Max Boy
Max Boy

Reputation: 327

ColdFusion Query too slow

I have queries inside a cfloop that makes the process very slow. Is there a way to make this query faster?

<cfquery name="GetCheckRegister" datasource="myDB">
    SELECT * FROM CheckRegister, ExpenseType 
    Where PropertyID=10
    and ExpenseType.ExpenseTypeID=CheckRegister.ExpenseTypeID 
</cfquery>

<CFOUTPUT query=GetCheckRegister>
    <cfquery name="GetVendorName" datasource="myDB"> SELECT * FROM Vendors WHERE VendorID=#VendorID#</cfquery>
    <!--- I use the vendor name here --->

    <cfset local.CreditDate = "" />
  <cfquery name="getTenantTransactionDateFrom" dataSource="myDB">
    Select TenantTransactionDate as fromDate From TenantTransactions
    Where CheckRegisterID = #CheckRegisterID#
    Order By TenantTransactionDate Limit 1
  </cfquery>
  <cfquery name="getTenantTransactionDateTo" dataSource="myDB">
    Select TenantTransactionDate as ToDate From TenantTransactions
    Where CheckRegisterID = #CheckRegisterID#
    Order By TenantTransactionDate desc Limit 1
  </cfquery>
  <cfif getTenantTransactionDateFrom.fromDate neq "" AND getTenantTransactionDateTo.ToDate neq "">
    <cfif getTenantTransactionDateFrom.fromDate eq getTenantTransactionDateTo.ToDate>
      <cfset local.CreditDate = DateFormat(getTenantTransactionDateFrom.fromDate, 'mm/dd/yyyy') />
    <cfelse>
      <cfset local.CreditDate = DateFormat(getTenantTransactionDateFrom.fromDate, 'mm/dd/yyyy') & " - " & DateFormat(getTenantTransactionDateTo.ToDate, 'mm/dd/yyyy') />
    </cfif>
  </cfif>

  <!--- I use the local.CreditDate here  --->

  <!--- Here goes a table with the data --->
</CFOUTPUT>

cfoutput works like a loop.

Upvotes: 3

Views: 947

Answers (5)

Shawn
Shawn

Reputation: 4786

You should get all of your data in one query, then work with that data to output what you want.

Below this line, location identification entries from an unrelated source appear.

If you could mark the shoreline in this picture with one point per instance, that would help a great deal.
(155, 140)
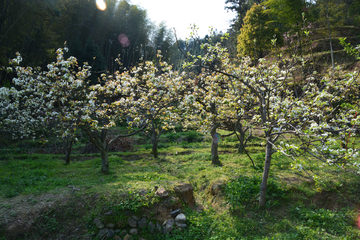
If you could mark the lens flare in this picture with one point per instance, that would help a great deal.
(101, 5)
(124, 40)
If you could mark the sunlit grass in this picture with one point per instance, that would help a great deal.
(324, 192)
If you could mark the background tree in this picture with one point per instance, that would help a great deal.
(256, 33)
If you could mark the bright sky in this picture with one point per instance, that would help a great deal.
(183, 13)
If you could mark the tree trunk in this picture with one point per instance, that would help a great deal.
(241, 142)
(104, 161)
(214, 147)
(263, 186)
(68, 149)
(154, 149)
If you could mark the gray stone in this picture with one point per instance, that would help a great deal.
(185, 192)
(123, 233)
(180, 218)
(98, 223)
(102, 233)
(110, 225)
(161, 193)
(134, 231)
(169, 225)
(175, 213)
(110, 233)
(158, 227)
(181, 225)
(132, 223)
(127, 237)
(151, 227)
(142, 223)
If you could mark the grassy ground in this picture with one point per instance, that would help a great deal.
(41, 197)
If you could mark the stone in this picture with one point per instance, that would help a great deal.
(216, 187)
(151, 227)
(110, 225)
(122, 223)
(102, 233)
(181, 218)
(98, 223)
(181, 225)
(200, 209)
(175, 213)
(132, 223)
(110, 233)
(109, 213)
(169, 226)
(158, 227)
(161, 193)
(123, 233)
(127, 237)
(142, 223)
(185, 192)
(133, 231)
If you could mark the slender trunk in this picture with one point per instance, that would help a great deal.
(263, 186)
(154, 149)
(214, 147)
(68, 149)
(104, 162)
(241, 139)
(332, 53)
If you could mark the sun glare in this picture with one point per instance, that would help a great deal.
(101, 5)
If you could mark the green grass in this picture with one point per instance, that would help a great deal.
(297, 207)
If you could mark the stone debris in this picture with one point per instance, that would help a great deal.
(137, 225)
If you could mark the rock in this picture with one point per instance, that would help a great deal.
(151, 227)
(132, 223)
(180, 218)
(109, 213)
(181, 225)
(175, 213)
(122, 223)
(161, 193)
(123, 233)
(158, 227)
(98, 223)
(110, 225)
(133, 231)
(127, 237)
(185, 192)
(102, 233)
(142, 223)
(169, 225)
(143, 192)
(216, 187)
(200, 209)
(110, 233)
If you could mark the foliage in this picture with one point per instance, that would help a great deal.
(256, 33)
(244, 191)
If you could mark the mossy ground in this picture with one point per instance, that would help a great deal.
(38, 189)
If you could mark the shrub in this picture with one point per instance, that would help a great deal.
(244, 191)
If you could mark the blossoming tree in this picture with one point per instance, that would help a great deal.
(311, 116)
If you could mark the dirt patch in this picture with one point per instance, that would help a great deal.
(18, 214)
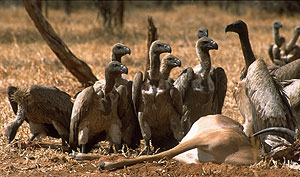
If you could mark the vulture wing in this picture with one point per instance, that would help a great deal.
(288, 71)
(271, 108)
(80, 109)
(220, 81)
(53, 102)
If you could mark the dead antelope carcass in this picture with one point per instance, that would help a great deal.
(213, 138)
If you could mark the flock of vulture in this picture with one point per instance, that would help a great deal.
(161, 110)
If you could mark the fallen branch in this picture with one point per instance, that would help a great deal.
(77, 67)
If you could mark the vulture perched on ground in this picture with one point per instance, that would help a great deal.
(292, 90)
(259, 97)
(274, 49)
(131, 133)
(203, 88)
(158, 103)
(46, 109)
(96, 112)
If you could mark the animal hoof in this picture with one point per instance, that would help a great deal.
(102, 165)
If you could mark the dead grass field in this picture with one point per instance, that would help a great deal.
(25, 59)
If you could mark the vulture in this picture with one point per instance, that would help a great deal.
(202, 88)
(131, 133)
(274, 49)
(96, 112)
(292, 51)
(258, 95)
(46, 109)
(157, 102)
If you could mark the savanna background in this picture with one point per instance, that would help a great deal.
(25, 59)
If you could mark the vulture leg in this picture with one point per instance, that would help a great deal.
(62, 131)
(114, 135)
(12, 127)
(33, 136)
(175, 123)
(10, 91)
(145, 130)
(136, 90)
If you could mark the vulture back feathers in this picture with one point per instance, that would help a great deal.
(45, 108)
(96, 110)
(203, 88)
(258, 96)
(157, 103)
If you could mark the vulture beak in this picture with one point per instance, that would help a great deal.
(168, 48)
(214, 45)
(127, 50)
(124, 69)
(177, 62)
(201, 34)
(229, 28)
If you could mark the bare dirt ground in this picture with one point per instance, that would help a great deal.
(26, 60)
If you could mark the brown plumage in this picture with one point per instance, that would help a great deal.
(203, 88)
(131, 133)
(96, 111)
(46, 109)
(157, 103)
(258, 96)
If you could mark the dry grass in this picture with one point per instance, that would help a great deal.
(26, 59)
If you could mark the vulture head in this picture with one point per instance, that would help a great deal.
(11, 130)
(159, 47)
(118, 51)
(277, 25)
(202, 31)
(171, 61)
(205, 44)
(115, 68)
(297, 29)
(238, 26)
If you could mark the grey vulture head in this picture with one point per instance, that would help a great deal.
(202, 31)
(118, 51)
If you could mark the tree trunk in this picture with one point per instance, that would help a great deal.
(76, 66)
(119, 13)
(152, 36)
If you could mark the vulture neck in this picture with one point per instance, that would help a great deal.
(154, 66)
(118, 58)
(247, 52)
(205, 63)
(165, 71)
(292, 42)
(276, 36)
(109, 83)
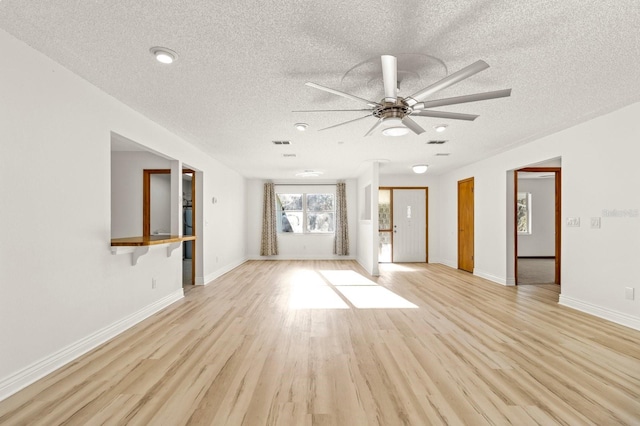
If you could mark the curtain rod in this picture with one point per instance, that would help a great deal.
(306, 184)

Multiple connections to a database almost always be more resource-intensive than getting the data in one trip and working with it. To get your results:

SQL Fiddle

Initial Schema Setup:

CREATE TABLE CheckRegister ( checkRegisterID int, PropertyID int, VendorID int, ExpenseTypeID int ) ;
CREATE TABLE ExpenseType ( ExpenseTypeID int ) ;
CREATE TABLE Vendors ( VendorID int ) ;
CREATE TABLE TenantTransactions ( checkRegisterID int, TenantTransactionDate date, note varchar(20) );

INSERT INTO CheckRegister ( checkRegisterID, PropertyID, VendorID, ExpenseTypeID )
VALUES (1,10,1,1),(1,10,1,1),(1,10,2,1),(1,10,1,2),(1,5,1,1),(2,10,1,1),(2,5,1,1) 
;

INSERT INTO ExpenseType ( ExpenseTypeID ) VALUES (1), (2) ;
INSERT INTO Vendors ( VendorID ) VALUES (1), (2) ;

INSERT INTO TenantTransactions ( checkRegisterID, TenantTransactionDate, note )
VALUES 
    (1,'2018-01-01','start')
  , (1,'2018-01-02','another')
  , (1,'2018-01-03','another')
  , (1,'2018-01-04','stop')
  , (2,'2017-01-01','start')
  , (2,'2017-01-02','another')
  , (2,'2017-01-03','another')
  , (2,'2017-01-04','stop')
 ;

Main Query:

SELECT cr.*
  , max(tt.TenantTransactionDate) AS startDate
  , min(tt.TenantTransactionDate) AS endDate
FROM CheckRegister cr 
INNER JOIN ExpenseType et ON cr.ExpenseTypeID = et.ExpenseTypeID
INNER JOIN Vendors v ON cr.vendorID = v.VendorID 
LEFT OUTER JOIN TenantTransactions tt ON cr.checkRegisterID = tt.CheckRegisterID
WHERE cr.PropertyID = 10
GROUP BY cr.CheckRegisterID, cr.PropertyID, cr.VendorID, cr.ExpenseTypeID

Results:

| checkRegisterID | PropertyID | VendorID | ExpenseTypeID |  startDate |    endDate |
|-----------------|------------|----------|---------------|------------|------------|
|               1 |         10 |        1 |             1 | 2018-01-04 | 2018-01-01 |
|               1 |         10 |        1 |             2 | 2018-01-04 | 2018-01-01 |
|               1 |         10 |        2 |             1 | 2018-01-04 | 2018-01-01 |
|               2 |         10 |        1 |             1 | 2017-01-04 | 2017-01-01 |

I only added 2 check registers, but CheckRegisterID 1 has 2 vendors and 2 Expense Types for Vendor 1. This will look like repeated data in your query. If your data isn't set up that way, you won't have to worry about it in the final query.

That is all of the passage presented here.